Karl Breuer: Absolut, das war ja in meiner Jugend das Highlight. Da gab es Kalle Gaffkus, den Rock ‘n’ Roll Weltmeister, den US-amerikanischen Musiker Bill Haley und die deutschen Sänger Peter Kraus und Conny Froboess. Diese Namen waren Synonyme für den Aufbruch. Das war ein Aufmucken gegen die relativ zurückhaltende Zeit in den 40er-Jahren. Das verbreitete sich dann immer weiter, bis die Welle mit Elvis Presley ihren Höhepunkt erreichte.

Tanzen – Das Magazin: Als Sie Ihren ersten Tanzkurs besuchten, waren da die Swingtänze schon mit im Programm?

Karl Breuer: Der Boogie kam direkt nach dem Krieg rüber. Das heißt als ich 1948 meinen ersten Tanzkurs besuchte, waren der Boogie und der Swing schon unsere Lieblingstänze.

Tanzen – Das Magazin: Was meinen Sie, warum war der Rock ‘n’ Roll dann noch so eine Revolution, wenn doch schon vorher auf Swing Musik getanzt wurde?

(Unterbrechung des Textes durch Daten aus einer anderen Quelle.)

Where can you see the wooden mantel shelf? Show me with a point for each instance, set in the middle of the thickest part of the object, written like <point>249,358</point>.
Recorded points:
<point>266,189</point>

Karl Breuer: Boogie und Swing waren noch Tänze, die man zusammen mit seinem Partner auf dem Boden getanzt hat.
Beim Rock ‘n’ Roll kamen dann noch Hebefiguren und Salti mit dazu. Das ging dann schon in die körperlichen Höchstleistungen und man konnte, bis dahin undenkbar, den Frauen beim Tanzen unter den Rock gucken, wenn sie durch die Luft gewirbelt wurden.

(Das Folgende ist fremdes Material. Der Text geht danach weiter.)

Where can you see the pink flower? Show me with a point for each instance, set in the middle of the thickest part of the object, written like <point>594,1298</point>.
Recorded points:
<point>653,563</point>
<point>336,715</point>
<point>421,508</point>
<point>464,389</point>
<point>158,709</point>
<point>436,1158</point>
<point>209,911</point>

Tanzen – Das Magazin: Mussten Sie lange überlegen, als es darum ging zu entscheiden, welche Tänze Sie in Ihrer eigenen Tanzschule unterrichten möchten?

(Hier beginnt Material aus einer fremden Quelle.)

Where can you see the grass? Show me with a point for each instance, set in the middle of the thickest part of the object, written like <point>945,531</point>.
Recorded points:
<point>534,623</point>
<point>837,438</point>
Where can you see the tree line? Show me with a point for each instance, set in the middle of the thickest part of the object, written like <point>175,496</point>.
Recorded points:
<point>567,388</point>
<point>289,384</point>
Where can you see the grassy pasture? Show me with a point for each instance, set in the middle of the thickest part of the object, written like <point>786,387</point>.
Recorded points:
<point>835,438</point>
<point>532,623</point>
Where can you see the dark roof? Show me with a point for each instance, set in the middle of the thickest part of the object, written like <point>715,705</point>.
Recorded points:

Karl Breuer: Wir haben als Tanzschule natürlich alles mit angeboten. Sowohl Standard und Latein als auch Rock ‘n’ Roll. Das Tanzen entwickelt sich ja immer weiter und wir gehen mit. Heute machen wir beispielsweise auch Kurse für Menschen mit Demenz, denn der Tanz im Allgemeinen beschleunigt den Heilungsprozess ungemein und bekannte Musik aus der Jugendzeit weckt doch manchmal noch schöne Erinnerungen.

Rock ‘n’ Roll Revival
Der Hype »Rock‘n‘ Roll« ist noch längst nicht ausgestorben:

Jedes Jahr werden weitere Künstler in die Rock and Roll Hall of Fame in Cleveland, Ohio aufgenommen. Der Begriff Rock ‘n’ Roll wird hier allerdings sehr weit gefasst: Es werden Musiker aus allen Bereichen außer Klassik, Schlager und Volksmusik anerkannt. So kann man in der 323 Einträge umfassenden Liste beispielsweise auch ABBA, Elton John oder Tupac Shakur finden, die eher als Vertreter für die Pop- und Hip Hop-Musik gelten. Mit insgesamt fast einer Milliarde verkaufter Tonträger, haben sich ABBA ihren Platz in der Hall of Fame auch redlich verdient.

Auch in der Modewelt lebt der Mythos weiter: Röhrenjeans und längere Haare sind bei Männern schon lange Teil des normalen Erscheinungsbildes. Ohne die Vorarbeit der wilden Jugend in den 50er-Jahren wäre es vielleicht heute noch undenkbar, dass ein Geschäftsmann eine Jeans im Büro trägt. Hoch lebe der Casual Friday, danke ihr Rebellen!

»Rock & roll is not an instrument; rock ‘n‘roll is not even a style of music. Rock‘n‘roll is a spirit. […] It‘s been going since the blues, jazz, bebop, soul, R&B, rock & roll, heavy metal, punk rock and, yes, hip-hop. And what connects us all is that spirit. […] Rock‘n‘roll is not conforming to the people who came before you, but creating your own path in music and in life.«

Ice Cube
während der Dankesrede bei N.W.A.‘s Aufnahme in die Rock and Roll Hall of Fame im Jahr 2016

Meine Motivation ist die Musik! Ich mag es, dass sie mir soviel Energie und Lebensfreude gibt. Der Tanz an sich kann für manche Menschen ein Leistungssport sein, doch ich möchte, dass jeder Mensch, egal mit welcher Statur oder Alter, sich auf diese tolle Musik bewegen kann.

Ich bin stolz darauf, so viele junge Menschen für diese Musikrichtung und diesen Tanz begeistern zu können. Für mich ist Rock‘n‘Roll viel mehr als ein Musikgenre – für mich ist es eine Lebenseinstellung.